Bush Seeks New Push to Curb N-Weapons
Bush Seeks New Push to Curb N-Weapons
President George W. Bush called on Wednesday for a renewed effort to halt the spread of atomic weapons by banning all sales of civilian nuclear enrichment and reprocessing technologies to countries that do not already possess them.
In a speech at Washington's National Defense University, Mr Bush said that nuclear countries should agree to provide fuel for civilian nuclear reactors "at reasonable cost" but only to those states that renounce enrichment and reprocessing.

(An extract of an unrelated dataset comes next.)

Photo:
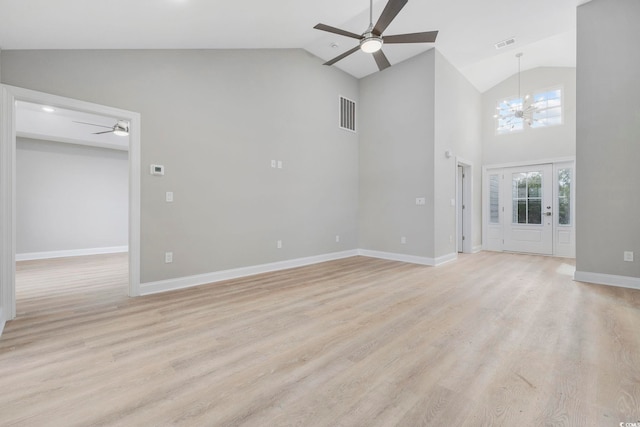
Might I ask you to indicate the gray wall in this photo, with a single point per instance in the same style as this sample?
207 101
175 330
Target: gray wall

In addition, those states must accept more intrusive monitoring by the International Atomic Energy Agency.
The proposal would mark a fundamental change in the 36-year-old Nuclear Non-Proliferation Treaty, in which the US and other nuclear weapons states agreed to support civilian nuclear programmes, including the development of nuclear fuel, for countries that renounced nuclear weapons.
Under the NPT, signed by more than 180 countries, non-nuclear states must agree to safeguards to prevent diversion of nuclear materials for weapons use.

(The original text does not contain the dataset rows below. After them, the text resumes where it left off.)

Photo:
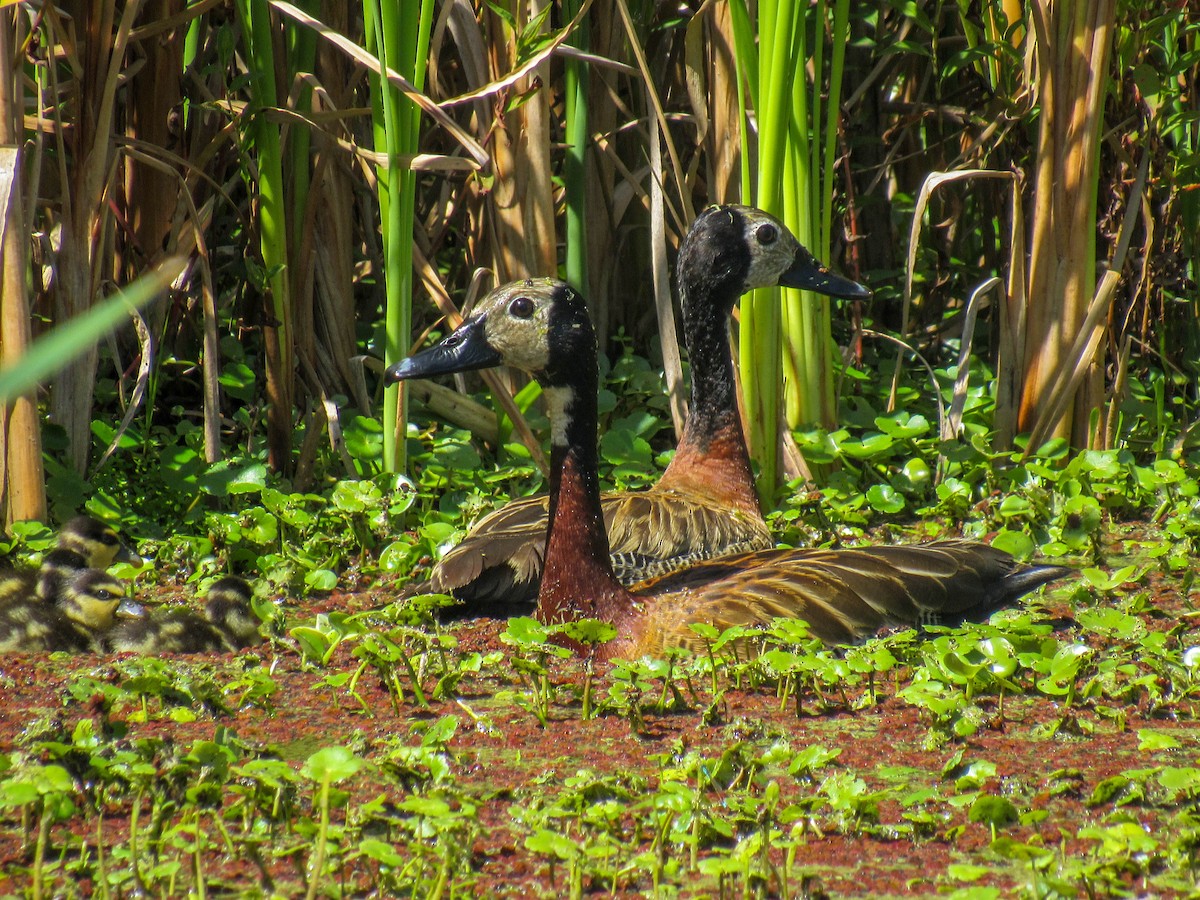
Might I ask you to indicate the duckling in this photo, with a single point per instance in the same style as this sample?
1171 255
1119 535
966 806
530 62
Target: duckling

But Mr Bush charged on Wednesday that civilian enrichment and reprocessing of nuclear fuel had been a loophole exploited by countries such as Iran and North Korea.
Shutting off access to civilian enrichment and reprocessing technologies, he said, would "prevent new states from developing the means to produce fissile material for nuclear bombs".
"Proliferators must not be allowed to cynically manipulate the NPT to acquire the material and infrastructure necessary for manufacturing illegal weapons," he said.
The president also urged the UN Security Council to pass a controversial resolution that would criminalise proliferation activities and strengthen controls of exports of sensitive technologies, and called for expanded co-operation to shut down proliferation networks.
The new proposals come in response to the discovery of a vast clandestine network led by Abdul Qadeer Khan, the Pakistani nuclear scientist, which provided enrichment technologies for weapons programmes to Libya, Iran and North Korea. Mr Bush said on Wednesday that he had been assured by General Pervez Musharraf, Pakistan's leader, "that his country will never again be a source of proliferation".
The Bush administration is hoping to make the changes through agreement in the 40-nation Nuclear Suppliers Group of advanced countries rather than seeking a formal amendment to the NPT. Robert Einhorn of the Center for Strategic and International Studies said the effort would require "sustained diplomatic heavy lifting" and a readiness by the US to "adjust its own position to meet the requirements of others, something it has often been reluctant to do in the counter-proliferation area".
Mr Bush's proposal differs significantly from a scheme proposed last October by Mohamed ElBaradei, the IAEA director-general, which called for all reprocessing and enrichment to be brought under multinational control. That could potentially have restricted existing weapons states, including the US, from developing additional nuclear weapons.
The US is facing criticism over its plans to expand its own nuclear arsenal by developing smaller weapons that could penetrate underground targets.